Speaking on behalf of BSP Governor Eli M. Remolona, Jr. at a joint policy forum organized by the BSP and the Philippine Institute for Development Studies (PIDS), Abenoja emphasized that the country’s current inflation rate of 1.4% (as of April 2025) allows the bank to lower interest rates.
 
“Low inflation gives us extra degrees of freedom to ease monetary policy and support growth,” Governor Remolona said in the speech delivered by Abenoja. “Trade shocks are more damaging than supply shocks.
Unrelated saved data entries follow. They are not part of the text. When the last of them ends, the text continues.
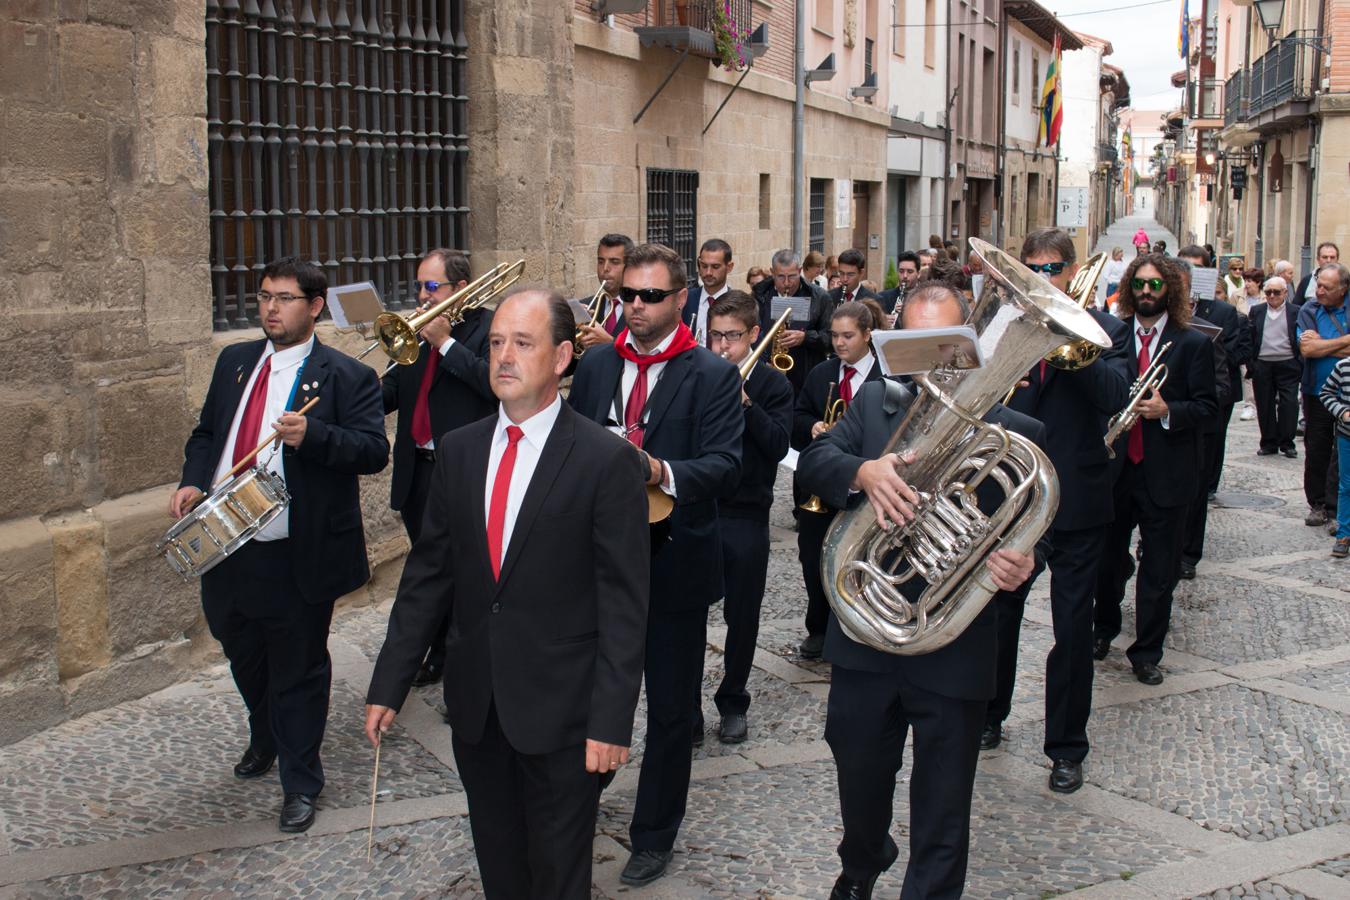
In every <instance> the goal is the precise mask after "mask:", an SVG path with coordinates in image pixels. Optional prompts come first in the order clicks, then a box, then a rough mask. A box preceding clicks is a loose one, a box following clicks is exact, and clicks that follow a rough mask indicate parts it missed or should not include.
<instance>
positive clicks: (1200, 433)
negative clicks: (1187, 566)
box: [1181, 406, 1233, 565]
mask: <svg viewBox="0 0 1350 900" xmlns="http://www.w3.org/2000/svg"><path fill="white" fill-rule="evenodd" d="M1224 412H1227V413H1230V414H1231V413H1233V407H1231V406H1227V407H1223V409H1220V410H1219V418H1220V420H1223V429H1224V430H1227V428H1228V425H1227V420H1224V418H1223V413H1224ZM1220 437H1222V434H1219V433H1215V432H1201V433H1200V472H1201V475H1200V478H1199V479H1196V480H1197V484H1196V487H1195V495H1193V497H1192V498H1191V503H1189V506H1187V510H1185V532H1184V533H1183V534H1184V537H1183V540H1181V560H1183V561H1184V563H1189V564H1191V565H1195V564H1196V563H1199V561H1200V559H1201V557H1203V556H1204V529H1206V528H1207V526H1208V524H1210V490H1211V487H1210V479H1208V476H1207V475H1208V472H1210V471H1211V470H1212V467H1214V463H1215V459H1218V456H1219V453H1220V452H1222V447H1220V445H1219V439H1220ZM1220 467H1222V463H1220Z"/></svg>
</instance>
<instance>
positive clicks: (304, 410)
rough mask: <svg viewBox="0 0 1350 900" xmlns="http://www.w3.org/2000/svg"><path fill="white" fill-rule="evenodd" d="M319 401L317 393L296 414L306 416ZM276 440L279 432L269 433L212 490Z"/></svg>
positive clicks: (244, 466)
mask: <svg viewBox="0 0 1350 900" xmlns="http://www.w3.org/2000/svg"><path fill="white" fill-rule="evenodd" d="M317 402H319V395H317V394H316V395H315V397H311V398H309V402H308V403H305V405H304V406H301V407H300V409H297V410H296V416H304V414H305V413H308V412H309V407H311V406H313V405H315V403H317ZM274 440H277V432H273V433H271V434H269V436H267V437H266V439H263V441H262V444H258V447H255V448H252V451H250V452H248V455H247V456H244V457H243V459H242V460H239V461H238V463H235V467H234V468H232V470H229V471H228V472H225V474H224V475H221V476H220V480H219V482H216V483H215V484H212V486H211V490H216V488H217V487H220V486H221V484H224V483H225V482H228V480H229V479H231V478H234V476H235V475H238V474H239V472H240V470H243V468H244V467H246V466H248V464H250V463H252V461H254V457H255V456H258V453H261V452H263V451H265V449H267V444H270V443H273V441H274Z"/></svg>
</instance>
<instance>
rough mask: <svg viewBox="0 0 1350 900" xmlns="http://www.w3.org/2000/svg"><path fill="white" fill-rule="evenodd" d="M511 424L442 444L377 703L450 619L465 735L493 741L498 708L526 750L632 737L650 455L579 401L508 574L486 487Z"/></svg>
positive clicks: (520, 527)
mask: <svg viewBox="0 0 1350 900" xmlns="http://www.w3.org/2000/svg"><path fill="white" fill-rule="evenodd" d="M497 424H498V420H497V417H495V416H494V417H491V418H486V420H482V421H479V422H474V424H472V425H467V426H464V428H460V429H458V430H455V432H451V433H448V434H445V436H444V439H443V441H441V444H440V449H439V452H437V453H436V472H435V475H433V476H432V486H431V497H429V499H428V503H427V521H425V525H424V526H423V533H421V538H420V540H418V541H417V544H416V545H414V546H413V549H412V552H410V553H409V555H408V561H406V563H405V564H404V575H402V580H401V582H400V583H398V595H397V599H396V600H394V609H393V611H391V613H390V615H389V631H387V634H386V637H385V646H383V648H382V649H381V650H379V658H378V660H377V663H375V671H374V675H373V676H371V680H370V691H369V692H367V698H366V700H367V703H378V704H379V706H387V707H391V708H396V710H397V708H400V707H401V706H402V703H404V700H405V698H406V696H408V690H409V685H410V684H412V680H413V676H414V675H416V673H417V668H418V665H421V661H423V656H424V654H425V652H427V648H428V645H429V644H431V641H432V636H433V634H435V633H436V627H437V625H439V623H440V622H441V621H443V617H445V615H448V617H450V631H448V634H447V637H445V683H444V692H445V710H447V714H448V716H450V725H451V727H452V729H454V730H455V735H456V737H459V738H460V739H463V741H467V742H468V743H475V742H478V741H479V739H481V737H482V734H483V725H485V722H486V721H487V710H489V707H490V706H493V704H495V707H497V718H498V719H499V721H501V727H502V733H504V734H505V735H506V739H508V741H510V745H512V748H514V749H516V750H518V752H520V753H529V754H539V753H551V752H553V750H560V749H563V748H567V746H574V745H578V743H582V742H583V741H585V739H586V738H593V739H595V741H603V742H606V743H618V745H622V746H628V745H629V743H630V741H632V729H633V710H634V708H636V707H637V691H639V685H640V684H641V679H643V649H644V646H645V640H647V637H645V636H647V598H648V560H649V556H651V555H649V552H648V546H647V495H645V493H644V490H643V463H641V460H640V459H639V456H637V453H636V452H634V451H633V448H632V447H630V445H629V444H628V443H626V441H624V440H621V439H618V437H616V436H614V434H610V433H607V432H606V430H605V429H602V428H599V426H597V425H594V424H593V422H587V421H586V420H583V418H582V417H580V416H576V414H575V413H574V412H572V410H571V409H570V407H568V406H567V405H566V403H564V405H563V409H562V410H560V412H559V416H558V421H556V422H555V424H553V429H552V432H549V434H548V440H547V443H545V444H544V451H543V453H541V455H540V459H539V466H537V467H536V468H535V472H533V476H532V478H531V482H529V487H528V488H525V497H524V498H522V502H521V507H520V514H518V515H517V518H516V525H514V529H513V530H512V537H510V544H509V545H508V546H506V551H505V556H504V559H502V569H501V578H499V579H497V580H494V579H493V572H491V567H490V564H489V557H487V525H486V519H485V515H483V497H485V491H486V480H487V456H489V449H490V447H491V440H493V434H494V433H495V430H497ZM576 765H580V760H579V758H578V761H576Z"/></svg>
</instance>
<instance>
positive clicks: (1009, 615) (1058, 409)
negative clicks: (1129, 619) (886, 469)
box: [980, 228, 1134, 793]
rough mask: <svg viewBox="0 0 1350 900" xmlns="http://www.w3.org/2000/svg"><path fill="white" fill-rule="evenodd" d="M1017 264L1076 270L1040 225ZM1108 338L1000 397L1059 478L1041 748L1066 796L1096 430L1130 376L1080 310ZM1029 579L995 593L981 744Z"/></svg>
mask: <svg viewBox="0 0 1350 900" xmlns="http://www.w3.org/2000/svg"><path fill="white" fill-rule="evenodd" d="M1022 262H1023V263H1026V264H1027V267H1030V269H1031V270H1033V271H1038V273H1041V275H1044V277H1045V278H1046V281H1049V282H1050V283H1052V285H1054V286H1056V287H1058V289H1060V290H1062V291H1065V293H1068V289H1069V282H1071V281H1072V279H1073V275H1075V274H1076V273H1077V270H1079V263H1077V258H1076V251H1075V247H1073V240H1072V239H1071V237H1069V236H1068V233H1065V232H1064V231H1061V229H1058V228H1039V229H1037V231H1033V232H1031V233H1029V235H1027V236H1026V240H1025V242H1023V243H1022ZM1088 313H1089V314H1091V316H1092V318H1095V320H1096V322H1098V324H1099V325H1102V329H1103V331H1106V333H1107V335H1108V336H1110V337H1111V344H1112V345H1111V349H1108V351H1104V352H1103V354H1102V355H1100V356H1099V358H1098V359H1096V362H1093V363H1091V364H1089V366H1087V367H1084V368H1080V370H1077V371H1064V370H1058V368H1056V367H1053V366H1049V364H1046V363H1045V360H1042V362H1041V363H1039V364H1038V366H1034V367H1033V368H1031V371H1030V372H1029V374H1027V379H1026V382H1025V383H1023V385H1022V386H1019V387H1018V390H1017V391H1015V393H1014V394H1012V399H1011V401H1008V409H1012V410H1015V412H1018V413H1025V414H1026V416H1030V417H1033V418H1035V420H1037V421H1039V422H1041V424H1042V425H1045V437H1046V441H1045V443H1046V447H1045V451H1046V453H1048V455H1049V456H1050V461H1052V463H1054V471H1056V474H1057V475H1058V478H1060V507H1058V510H1057V511H1056V514H1054V524H1053V525H1052V526H1050V555H1049V560H1048V564H1049V568H1050V575H1052V578H1050V614H1052V617H1053V622H1054V646H1052V648H1050V653H1049V656H1048V657H1046V660H1045V745H1044V748H1045V754H1046V756H1048V757H1049V758H1050V764H1052V768H1050V789H1052V791H1057V792H1060V793H1071V792H1073V791H1077V789H1079V788H1080V787H1083V760H1084V758H1085V757H1087V753H1088V734H1087V726H1088V714H1089V712H1091V710H1092V595H1093V594H1095V592H1096V579H1098V563H1099V561H1100V559H1102V548H1103V546H1104V542H1106V529H1107V525H1110V522H1111V518H1112V511H1111V484H1112V480H1114V479H1112V475H1114V467H1111V466H1110V460H1108V459H1107V451H1106V444H1103V443H1102V436H1103V434H1104V433H1106V429H1107V420H1110V417H1111V416H1114V414H1115V413H1116V412H1118V410H1119V409H1120V407H1123V406H1125V403H1126V398H1127V395H1129V391H1130V382H1131V381H1134V378H1133V372H1131V366H1130V356H1131V354H1130V349H1129V343H1130V329H1129V328H1126V325H1125V324H1123V322H1122V321H1120V320H1119V318H1116V317H1114V316H1108V314H1107V313H1103V312H1100V310H1098V309H1091V308H1089V309H1088ZM1031 584H1033V580H1027V582H1026V583H1025V584H1023V586H1022V587H1021V588H1019V590H1017V591H1003V592H999V594H996V595H995V599H996V604H998V622H999V638H998V644H999V650H998V658H999V665H998V672H999V684H998V695H996V696H995V699H994V702H991V703H990V708H988V712H987V716H988V718H987V719H985V725H984V733H983V734H981V735H980V749H981V750H990V749H994V748H996V746H998V745H999V742H1000V739H1002V735H1003V729H1002V726H1003V721H1004V719H1007V716H1008V712H1010V710H1011V707H1012V688H1014V683H1015V680H1017V649H1018V638H1019V634H1021V627H1022V613H1023V609H1025V604H1026V595H1027V591H1030V588H1031Z"/></svg>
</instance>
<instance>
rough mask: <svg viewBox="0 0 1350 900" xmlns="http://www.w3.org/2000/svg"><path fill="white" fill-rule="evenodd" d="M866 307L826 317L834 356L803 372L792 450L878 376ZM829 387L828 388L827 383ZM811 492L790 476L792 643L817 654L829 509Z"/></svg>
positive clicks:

Left unchecked, they can erode decades of hard-won progress.” The forum was held at the BSP Head Office in Manila on 26 May 2025.
 
Themed “Seizing the Shift: Navigating Trump’s Reciprocal Tariffs,” the event convened key stakeholders from government, industry, and the academe to assess the evolving global trade environment, particularly the high and unpredictable tariffs by the United States.  Monetary Board Members Romeo L. Bernardo and Jose L. Querubin, and BSP Assistant Governor Maria Margarita D. Gonzales also attended the event.
 
Discussions focused on the restructuring of global trade patterns, the Philippines’ comparative advantages, and vulnerable and high-potential sectors. Participants explored strategic and coordinated policy responses to enhance the country’s integration into global value chains.